Un de nos grands missionnaires décédé depuis près de cent ans, le père Nicolas Laverlochère, passera à l’histoire. Trente-trois années de paralysie n’ont pas réussi à diminuer son zèle pour les Amérindiens.

Né à Saint-Georges-d’Espéranche, en France, le 4 décembre 1811, Nicolas entre d’abord chez les Oblats, en qualité de frère coadjuteur. C’est comme sacristain à Aix et, quelques mois après ses premiers vœux, qu’il sollicite et obtient du Fondateur la permission d’étudier en vue du sacerdoce. Il entreprend, à l’âge de vingt-sept ans, ses études classiques chez un charitable curé de la banlieue de Marseille. Deux ans plus tard, le frère Laverlochère recommence son noviciat mais cette fois comme scolastique. Reçu diacre, il est désigné pour le Canada, à l’automne de 1843.

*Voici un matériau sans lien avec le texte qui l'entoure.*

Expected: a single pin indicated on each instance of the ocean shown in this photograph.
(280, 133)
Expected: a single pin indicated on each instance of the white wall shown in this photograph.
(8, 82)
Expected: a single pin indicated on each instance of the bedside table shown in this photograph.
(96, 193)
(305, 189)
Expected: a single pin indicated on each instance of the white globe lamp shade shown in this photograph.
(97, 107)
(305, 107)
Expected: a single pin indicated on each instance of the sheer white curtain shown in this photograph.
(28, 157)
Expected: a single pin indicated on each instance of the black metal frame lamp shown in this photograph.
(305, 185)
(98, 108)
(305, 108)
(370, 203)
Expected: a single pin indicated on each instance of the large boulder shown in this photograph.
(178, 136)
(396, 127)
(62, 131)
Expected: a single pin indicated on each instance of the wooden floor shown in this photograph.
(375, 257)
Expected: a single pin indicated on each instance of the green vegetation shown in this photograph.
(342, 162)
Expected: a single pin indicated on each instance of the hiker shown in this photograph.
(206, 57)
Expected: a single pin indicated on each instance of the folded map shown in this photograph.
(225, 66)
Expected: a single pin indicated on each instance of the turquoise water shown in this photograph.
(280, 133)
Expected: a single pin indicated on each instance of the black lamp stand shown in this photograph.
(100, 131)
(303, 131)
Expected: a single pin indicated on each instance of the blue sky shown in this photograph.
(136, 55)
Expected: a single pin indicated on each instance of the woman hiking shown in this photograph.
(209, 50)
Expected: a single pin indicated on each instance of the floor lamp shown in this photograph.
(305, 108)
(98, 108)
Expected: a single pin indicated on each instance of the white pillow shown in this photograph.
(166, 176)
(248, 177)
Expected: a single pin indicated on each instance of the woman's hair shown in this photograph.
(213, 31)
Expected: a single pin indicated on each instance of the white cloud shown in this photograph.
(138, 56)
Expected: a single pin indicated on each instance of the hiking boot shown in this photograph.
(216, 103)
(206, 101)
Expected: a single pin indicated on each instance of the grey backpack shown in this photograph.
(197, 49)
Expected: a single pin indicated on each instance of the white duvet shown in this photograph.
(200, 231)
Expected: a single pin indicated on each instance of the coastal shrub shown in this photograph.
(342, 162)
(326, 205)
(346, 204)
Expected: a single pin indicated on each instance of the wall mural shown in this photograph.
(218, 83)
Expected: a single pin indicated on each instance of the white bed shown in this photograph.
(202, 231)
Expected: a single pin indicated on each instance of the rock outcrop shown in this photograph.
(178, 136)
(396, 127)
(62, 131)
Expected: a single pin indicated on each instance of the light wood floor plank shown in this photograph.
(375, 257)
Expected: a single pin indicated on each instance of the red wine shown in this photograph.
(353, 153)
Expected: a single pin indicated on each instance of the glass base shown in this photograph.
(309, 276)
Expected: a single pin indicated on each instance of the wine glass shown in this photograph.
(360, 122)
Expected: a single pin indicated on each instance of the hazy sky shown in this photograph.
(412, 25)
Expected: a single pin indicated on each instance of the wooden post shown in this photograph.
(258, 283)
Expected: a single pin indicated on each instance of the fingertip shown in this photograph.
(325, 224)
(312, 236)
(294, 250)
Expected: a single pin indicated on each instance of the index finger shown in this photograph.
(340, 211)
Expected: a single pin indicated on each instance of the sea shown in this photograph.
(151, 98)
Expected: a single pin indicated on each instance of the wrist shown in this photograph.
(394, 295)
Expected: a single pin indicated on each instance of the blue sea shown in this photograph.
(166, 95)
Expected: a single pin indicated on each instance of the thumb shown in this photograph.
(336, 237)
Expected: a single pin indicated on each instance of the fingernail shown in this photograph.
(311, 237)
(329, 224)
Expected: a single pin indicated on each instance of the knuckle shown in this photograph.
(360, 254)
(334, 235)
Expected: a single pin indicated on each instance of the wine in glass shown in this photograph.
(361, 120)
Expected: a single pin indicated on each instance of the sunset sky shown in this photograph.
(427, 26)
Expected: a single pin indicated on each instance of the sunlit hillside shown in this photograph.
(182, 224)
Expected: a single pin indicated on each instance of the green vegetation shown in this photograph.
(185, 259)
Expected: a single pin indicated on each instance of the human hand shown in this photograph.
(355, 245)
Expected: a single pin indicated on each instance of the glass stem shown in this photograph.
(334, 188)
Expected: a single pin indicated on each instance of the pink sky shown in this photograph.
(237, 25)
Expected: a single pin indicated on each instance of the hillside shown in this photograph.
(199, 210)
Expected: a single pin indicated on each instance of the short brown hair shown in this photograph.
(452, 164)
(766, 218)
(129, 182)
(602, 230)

Avec le père Jean-François Allard et le frère Alexandre-Auguste Brunet, il fait partie de la deuxième équipe oblate à atteindre Montréal. C’est dans la petite église de l’Acadie qu’il est ordonné prêtre, le 5 mai 1844. Neuf jours plus tard, le nouveau prêtre entreprend, de Lachine, sa première randonnée apostolique dans l’Outaouais supérieur, en compagnie de l’abbé Hippolyte Moreau. Ce premier voyage dura quatre mois et le conduisit jusqu’au lac Abitibi.

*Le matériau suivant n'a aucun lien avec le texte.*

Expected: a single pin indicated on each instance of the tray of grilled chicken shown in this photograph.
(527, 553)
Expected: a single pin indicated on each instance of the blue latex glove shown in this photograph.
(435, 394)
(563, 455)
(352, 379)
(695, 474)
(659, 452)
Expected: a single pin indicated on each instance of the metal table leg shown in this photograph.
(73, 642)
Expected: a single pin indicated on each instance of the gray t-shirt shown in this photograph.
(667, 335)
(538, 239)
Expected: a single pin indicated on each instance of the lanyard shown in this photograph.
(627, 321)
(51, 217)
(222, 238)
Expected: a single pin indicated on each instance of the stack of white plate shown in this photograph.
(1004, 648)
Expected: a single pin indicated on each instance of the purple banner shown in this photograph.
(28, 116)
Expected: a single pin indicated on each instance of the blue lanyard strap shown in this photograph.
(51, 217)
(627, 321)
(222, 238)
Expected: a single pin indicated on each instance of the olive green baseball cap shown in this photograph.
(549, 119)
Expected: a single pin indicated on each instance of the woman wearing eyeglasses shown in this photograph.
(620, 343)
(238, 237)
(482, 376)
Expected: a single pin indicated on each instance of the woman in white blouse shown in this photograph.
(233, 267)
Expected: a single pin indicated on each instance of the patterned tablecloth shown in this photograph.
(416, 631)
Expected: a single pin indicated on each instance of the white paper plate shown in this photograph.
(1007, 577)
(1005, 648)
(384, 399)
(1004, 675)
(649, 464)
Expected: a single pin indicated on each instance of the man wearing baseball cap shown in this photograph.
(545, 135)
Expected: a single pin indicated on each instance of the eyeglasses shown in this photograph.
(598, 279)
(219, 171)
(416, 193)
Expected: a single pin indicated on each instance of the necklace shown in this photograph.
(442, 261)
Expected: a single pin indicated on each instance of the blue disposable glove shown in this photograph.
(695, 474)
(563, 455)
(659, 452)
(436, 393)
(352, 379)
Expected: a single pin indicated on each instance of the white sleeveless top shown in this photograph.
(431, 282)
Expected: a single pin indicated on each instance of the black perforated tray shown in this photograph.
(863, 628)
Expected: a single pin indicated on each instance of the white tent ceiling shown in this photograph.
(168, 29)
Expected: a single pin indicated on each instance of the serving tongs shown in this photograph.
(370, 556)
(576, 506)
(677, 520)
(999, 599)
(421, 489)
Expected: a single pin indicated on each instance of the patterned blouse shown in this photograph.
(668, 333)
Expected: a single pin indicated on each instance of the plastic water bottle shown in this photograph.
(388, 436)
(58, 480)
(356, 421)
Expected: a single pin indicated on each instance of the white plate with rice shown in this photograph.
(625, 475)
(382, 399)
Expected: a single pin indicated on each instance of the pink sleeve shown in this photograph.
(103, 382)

Chaque année par la suite, et cela à sept reprises, celui qu’on a appelé à juste titre « le fondateur des missions de la Baie James », effectuera le même voyage, se rendant même à Albany. Il a la consolation de baptiser des centaines d’enfants et de convertir au catholicisme des dizaines d’adultes.

En 1850, à la demande de Mgr de Mazenod, il s’embarque pour la France. Il y fait un tour de prédication pour révéler à ses compatriotes, au nom de l’Œuvre de la Propagation de la Foi, la détresse de ses enfants des bois. Sa parole évangélique remue des diocèses entiers. Louis Veuillot dira un jour de lui: « Nul missionnaire ne m’a impressionné à l’égal du père Laverlochère. »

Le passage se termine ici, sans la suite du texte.